You might say that Clara Shin is an overachiever with a social conscience.
Born in South Korea, she was five years old when her family immigrated to Southern California. She went east to attend Smith College, where she forged her own intellectual path, double-majoring in government and psychobiopolitics—a self-designed, interdisciplinary major integrating social psychology, evolutionary biology and genetics, and political theory. Clara was also her class president, president of the Korean American Students Association, and formed an Asian American women’s literary journal.
Knowing that she did not want to go straight to graduate school, Clara took the Peter Pan Bus to Washington DC and landed an internship at the National Women’s Law Center.
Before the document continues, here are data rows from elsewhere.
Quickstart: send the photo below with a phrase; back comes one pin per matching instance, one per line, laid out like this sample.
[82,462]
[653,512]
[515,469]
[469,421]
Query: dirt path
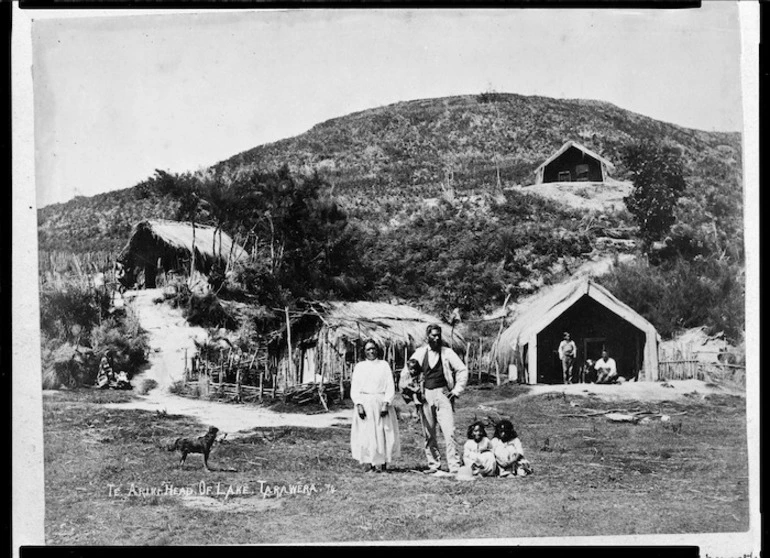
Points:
[641,391]
[169,336]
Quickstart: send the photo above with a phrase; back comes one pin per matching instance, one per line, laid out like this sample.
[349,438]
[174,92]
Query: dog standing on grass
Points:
[195,445]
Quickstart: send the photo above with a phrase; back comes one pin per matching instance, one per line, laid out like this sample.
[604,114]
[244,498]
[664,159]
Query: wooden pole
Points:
[478,357]
[289,362]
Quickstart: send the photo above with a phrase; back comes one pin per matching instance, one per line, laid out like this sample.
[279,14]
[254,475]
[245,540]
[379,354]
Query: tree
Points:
[657,173]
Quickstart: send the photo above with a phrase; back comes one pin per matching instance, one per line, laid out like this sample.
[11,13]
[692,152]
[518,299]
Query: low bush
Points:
[78,327]
[683,294]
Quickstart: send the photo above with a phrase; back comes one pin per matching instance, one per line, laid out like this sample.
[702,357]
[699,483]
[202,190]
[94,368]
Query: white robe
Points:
[374,439]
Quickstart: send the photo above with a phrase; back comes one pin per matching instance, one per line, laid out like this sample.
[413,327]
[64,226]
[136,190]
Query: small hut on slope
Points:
[326,345]
[573,163]
[157,247]
[595,320]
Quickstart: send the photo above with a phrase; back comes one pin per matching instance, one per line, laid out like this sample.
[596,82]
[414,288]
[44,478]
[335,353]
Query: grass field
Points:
[592,477]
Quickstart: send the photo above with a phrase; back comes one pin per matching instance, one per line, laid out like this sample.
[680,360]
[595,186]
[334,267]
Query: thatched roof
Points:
[582,148]
[388,324]
[209,243]
[539,311]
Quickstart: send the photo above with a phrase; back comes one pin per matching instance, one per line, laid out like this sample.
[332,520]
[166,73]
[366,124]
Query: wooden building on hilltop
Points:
[573,163]
[158,247]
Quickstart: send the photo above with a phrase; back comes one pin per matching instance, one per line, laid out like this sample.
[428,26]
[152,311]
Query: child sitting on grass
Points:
[508,451]
[477,452]
[414,390]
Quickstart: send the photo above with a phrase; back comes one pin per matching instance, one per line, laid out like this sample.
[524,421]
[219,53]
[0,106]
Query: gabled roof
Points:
[209,242]
[537,313]
[582,148]
[396,324]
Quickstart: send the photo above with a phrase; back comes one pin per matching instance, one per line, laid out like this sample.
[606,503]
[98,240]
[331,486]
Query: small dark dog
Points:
[196,445]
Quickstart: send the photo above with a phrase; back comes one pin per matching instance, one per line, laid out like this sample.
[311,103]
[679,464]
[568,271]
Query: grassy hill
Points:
[383,160]
[406,150]
[422,185]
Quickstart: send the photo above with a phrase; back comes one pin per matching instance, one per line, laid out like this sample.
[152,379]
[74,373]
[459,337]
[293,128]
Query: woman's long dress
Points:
[374,439]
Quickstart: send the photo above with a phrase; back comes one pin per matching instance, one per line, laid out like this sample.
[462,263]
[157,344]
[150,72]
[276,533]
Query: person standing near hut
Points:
[567,354]
[374,437]
[444,378]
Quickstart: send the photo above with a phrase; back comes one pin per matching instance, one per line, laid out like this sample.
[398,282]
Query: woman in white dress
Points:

Her primary assignment was to work on the repeal of combat exclusion laws for women in the military, an effort that was recently rewarded with the expansion of combat roles open to women.
From there, Clara joined the start-up team that designed and launched AmeriCorps, the national service program established under President Clinton. “Starting with only the vision of a domestic Peace Corps program, a core team drafted regulations, created a new federal agency, set up state commissions, and launched AmeriCorps,” Clara says. She is proud that more than 80,000 Americans have served their communities through the program.
At Stanford Law School Clara remained involved, serving as an editor of the Stanford Law Review and president of the Asian Pacific Islander Law Students Association. During law school, she also worked for USAID’s Regional Legal Advisor in post-apartheid South Africa. Before going into private legal practice, Clara served as a White House Fellow and Special Assistant to the White House Chief of Staff. Among other projects, she managed an inter-agency Civil Rights Enforcement Task Force.
Clara is a partner in Covington’s San Francisco office and a member of the firm’s litigation group, representing clients in intellectual property and commercial disputes. Clara remains engaged in the community, serving on the boards of the National Partnership for Women & Families, the Smithsonian Institution’s National Portrait Gallery, the Center for Music National Service, the Rosenberg Foundation, and the U.S. District Court for the Northern District of California Historical Society.
“Civic engagement is particularly important for attorneys,” Clara says. “The justice gap with respect to legal services is multiplying rapidly, especially during these tough economic times. We’re lucky enough to be in a position to help bridge that gap.” And, she adds, “I’ve met some of my favorite clients through volunteer work.”
Clara continues to look for ways to level the playing field and bring her passion and energy to the causes she cares about. Her involvement with the National Portrait Gallery, for example, has dovetailed with her professional and personal interests.
Covington has “adopted” a portrait of Fred Korematsu—the first Asian American featured in the National Portrait’s Gallery permanent exhibition, “The Struggle for Justice.” Korematsu claimed his place in American history when he defied President Roosevelt’s Executive Order 9066, which authorized the relocation of Japanese Americans on the West Coast to internment camps, and was sent to federal prison. Covington was on the right side of history and represented Korematsu in the appeal of his conviction. While the legality of the internment order was upheld by the U.S. Supreme Court in Korematsu v. United States, his conviction was vacated decades later.
As Shin notes, “Covington’s representation of Korematsu then and commitment to honoring his legacy today is a wonderful reminder of the firm’s values and willingness to apply its tremendous resources to strengthening the ties that bind us together.”